Então, Wiles precisava corrigir esse erro de lógica, mas isso não era uma tarefa muito fácil, ele precisava correr contra o tempo. Wiles tinha que corrigi-lo antes que outro matemático usasse seus avanços em novas áreas da matemática para demonstrar Fermat. Também agora ele já não trabalhava mais em completo sigilo, tinham expectativas sobre seus progressos e também muitas dúvidas, mexendo com o lado emocional de Wiles, como no trecho
Agora, aparentemente, ele (Noam Elkies) tinha descoberto uma contraprova para o Último Teorema de Fermat, mostrando que ele era falso. Isto era um golpe terrível para Wiles – a razão para que ele não tivesse conseguido arrumar a demonstração seria que o assim chamado era um resultado direto da falsidade do Último Teorema.

A noticia dessa contra-prova era não só devastadora para o Último Teorema mas também para a conjectura de Taniyama-Shimura, pois tornava as duas falsas e ainda mais devastadora para algumas áreas da matemáticas que a tinham como verdadeira e se baseavam nos avanços de Taniyama e Shimura. Mas essa noticia em particular, depois de uma verdadeira avalanche de perguntas, foi provada como sendo uma brincadeira de primeiro de abril. Depois dela, muitos críticos do trabalho de Wiles o deixaram trabalhar em paz.

Embora a batalha de Wiles com o problema mais difícil do mundo parecesse condenada a terminar em fracasso, ele podia olhar para os últimos sete anos e se consolar de que o conhecimento formando o bojo do seu trabalho ainda era válido.

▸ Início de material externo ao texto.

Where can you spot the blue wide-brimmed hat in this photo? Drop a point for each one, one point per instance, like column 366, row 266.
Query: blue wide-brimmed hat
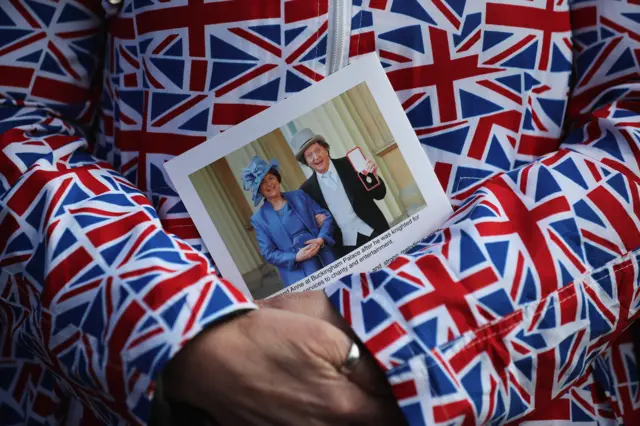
column 253, row 175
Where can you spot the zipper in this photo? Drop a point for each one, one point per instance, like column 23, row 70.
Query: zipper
column 339, row 32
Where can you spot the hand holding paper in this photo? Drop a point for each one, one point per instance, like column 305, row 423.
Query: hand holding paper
column 234, row 382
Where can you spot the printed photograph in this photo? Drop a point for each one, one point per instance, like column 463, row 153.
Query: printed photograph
column 309, row 193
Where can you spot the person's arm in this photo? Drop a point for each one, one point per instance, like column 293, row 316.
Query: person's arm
column 98, row 278
column 533, row 277
column 328, row 224
column 269, row 251
column 380, row 191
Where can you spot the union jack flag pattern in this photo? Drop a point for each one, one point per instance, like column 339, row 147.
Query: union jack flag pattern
column 516, row 311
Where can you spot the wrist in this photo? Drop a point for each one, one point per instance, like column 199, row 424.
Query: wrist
column 181, row 379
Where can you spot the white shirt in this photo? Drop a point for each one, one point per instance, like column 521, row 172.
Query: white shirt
column 340, row 206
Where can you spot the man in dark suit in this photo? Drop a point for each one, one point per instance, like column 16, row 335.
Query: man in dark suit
column 336, row 186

Foi com muita atenção e concentração que Andrew Wiles revisou e percebeu que, usando dois métodos juntos que separados não funcionaram, ele podia reescrever sua demonstração, e essa revisada e aprovada, entrando definitivamente na relação dos matemáticos mais importantes.
Será que Pierre de Fermat realmente conseguiu provar tal teoria? Era mais uma brincadeira sua zombando com a comunidade matemática da época? Era um erro algébrico? Essas perguntas ainda não podem ser respondidas pelos mais importantes matemáticos, pois para provar o Último Teorema se criou muita matemática, que na época nem se quer imaginava que existia. Mas por outro lado, o “príncipe dos amadores” afirmava que tinha uma prova “verdadeiramente maravilhosa” para tal teorema e, então, custa muito a mim não dar tal crédito para esse notável gênio.
Andrew Wiles teve que ir aos “setes mares” do oceano matemático para desvendar tal mistério. Foi bem sucedido exatamente por isso, pois buscou a matemática que na época de Fermat ainda não existia. Mas daí a crer que o príncipe dos amadores estava apenas zombando, já é demais.
Ainda hoje, alguns matemáticos tentam provar tal teorema apenas com conhecimentos do século XVII. Para mim, gravaria o nome de Pierre de Fermat como o maior nome da matemática. Não só acredito na possibilidade de encontrarem tal demonstração, como sei que ela é verdadeira e maravilhosa, só não a coloco aqui porque me faltaria papel para impressão. Ou em outras palavras
Cuius rei demonstrationem mirabilem sane detexi hanc marginis exiguitas non caparet.


Por Ânderson Roberto Agapitto Barroso.
Professor de Matemática formado pela Universidade Luterana do Brasil e acadêmico do curso de extensão de Educação Matemática.